Type ?airquality into the RStudio console to find out what the variable names in the dataframe represent.

A data frame with 154 observations on 6 variables.

[,1] Ozone numeric Ozone (ppb) [,2] Solar.R numeric Solar R (lang) [,3] Wind numeric Wind (mph) [,4] Temp numeric Temperature (degrees F) [,5] Month numeric Month (1–12) [,6] Day numeric Day of month (1–31)

This chunk below tries to find the sum of the solar radiation in langleys (a unit of solar radiation), but there is a problem, it returns NA.

# Find sum of Solar.R variable
sum(airquality$Solar.R)
## [1] NA

If you type View(airquality) into your RStudio console again, you can see that there are some values in the Solar.R variable, but also some NA values, which the sum function cannot handle.

Type ?sum into your RStudio console and look at the help documentation for that function.
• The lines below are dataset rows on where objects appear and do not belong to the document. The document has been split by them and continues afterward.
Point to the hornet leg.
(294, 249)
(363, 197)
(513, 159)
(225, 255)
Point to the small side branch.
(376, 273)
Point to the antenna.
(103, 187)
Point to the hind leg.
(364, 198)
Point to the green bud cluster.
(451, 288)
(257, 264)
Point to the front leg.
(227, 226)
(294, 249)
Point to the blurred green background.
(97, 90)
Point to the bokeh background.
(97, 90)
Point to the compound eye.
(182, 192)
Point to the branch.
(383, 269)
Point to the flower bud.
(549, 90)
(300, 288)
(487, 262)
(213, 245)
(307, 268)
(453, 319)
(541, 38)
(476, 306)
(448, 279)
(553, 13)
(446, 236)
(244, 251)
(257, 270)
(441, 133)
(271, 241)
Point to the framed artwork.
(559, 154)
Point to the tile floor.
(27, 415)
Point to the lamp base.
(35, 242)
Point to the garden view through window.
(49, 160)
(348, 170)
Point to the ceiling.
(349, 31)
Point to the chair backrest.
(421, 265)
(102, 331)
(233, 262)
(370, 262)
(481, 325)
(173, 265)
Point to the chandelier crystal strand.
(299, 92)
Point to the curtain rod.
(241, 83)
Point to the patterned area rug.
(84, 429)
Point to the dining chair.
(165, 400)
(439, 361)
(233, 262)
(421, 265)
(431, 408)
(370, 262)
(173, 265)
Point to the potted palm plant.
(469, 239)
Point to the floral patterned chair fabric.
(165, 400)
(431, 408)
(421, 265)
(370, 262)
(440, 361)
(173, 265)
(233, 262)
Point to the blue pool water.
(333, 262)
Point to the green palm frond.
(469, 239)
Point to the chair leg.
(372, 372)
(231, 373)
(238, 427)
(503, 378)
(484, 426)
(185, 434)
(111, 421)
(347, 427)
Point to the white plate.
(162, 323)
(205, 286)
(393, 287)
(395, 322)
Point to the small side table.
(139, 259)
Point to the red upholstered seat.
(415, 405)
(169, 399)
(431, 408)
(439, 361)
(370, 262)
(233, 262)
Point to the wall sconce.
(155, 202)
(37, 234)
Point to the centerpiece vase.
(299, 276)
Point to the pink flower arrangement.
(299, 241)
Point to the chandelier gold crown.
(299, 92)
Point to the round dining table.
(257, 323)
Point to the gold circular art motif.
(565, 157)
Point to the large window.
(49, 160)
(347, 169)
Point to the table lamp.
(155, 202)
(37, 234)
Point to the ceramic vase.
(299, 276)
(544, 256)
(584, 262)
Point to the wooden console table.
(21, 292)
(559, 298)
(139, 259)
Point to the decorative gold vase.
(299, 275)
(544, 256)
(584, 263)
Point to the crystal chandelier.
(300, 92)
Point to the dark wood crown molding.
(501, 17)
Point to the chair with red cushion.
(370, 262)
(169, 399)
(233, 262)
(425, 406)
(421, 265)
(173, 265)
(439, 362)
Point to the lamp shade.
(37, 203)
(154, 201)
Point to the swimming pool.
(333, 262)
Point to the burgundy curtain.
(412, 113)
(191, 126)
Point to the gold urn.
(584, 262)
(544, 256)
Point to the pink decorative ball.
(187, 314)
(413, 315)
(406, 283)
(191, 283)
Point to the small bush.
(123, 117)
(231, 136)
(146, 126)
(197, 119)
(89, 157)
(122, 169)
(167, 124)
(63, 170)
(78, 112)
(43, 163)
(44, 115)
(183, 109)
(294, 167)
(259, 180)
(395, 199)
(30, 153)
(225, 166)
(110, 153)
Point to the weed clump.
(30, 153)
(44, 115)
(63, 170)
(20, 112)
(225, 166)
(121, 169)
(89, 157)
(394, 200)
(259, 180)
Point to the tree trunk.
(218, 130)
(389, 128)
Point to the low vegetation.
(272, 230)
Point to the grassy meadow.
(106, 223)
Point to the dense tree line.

You’ll see in the Usage section sum(..., na.rm = FALSE). The second argument, na.rm, stands for “remove NAs” and this function defaults to FALSE, or no, do not remove NAs. If we want the sum function to ignore the NAs in a vector, we just need to set na.rm = TRUE as a second argument inside the function.

Use an r chunk to find the sum of the solar radiation (the Solar.R variable) by ignoring NAs.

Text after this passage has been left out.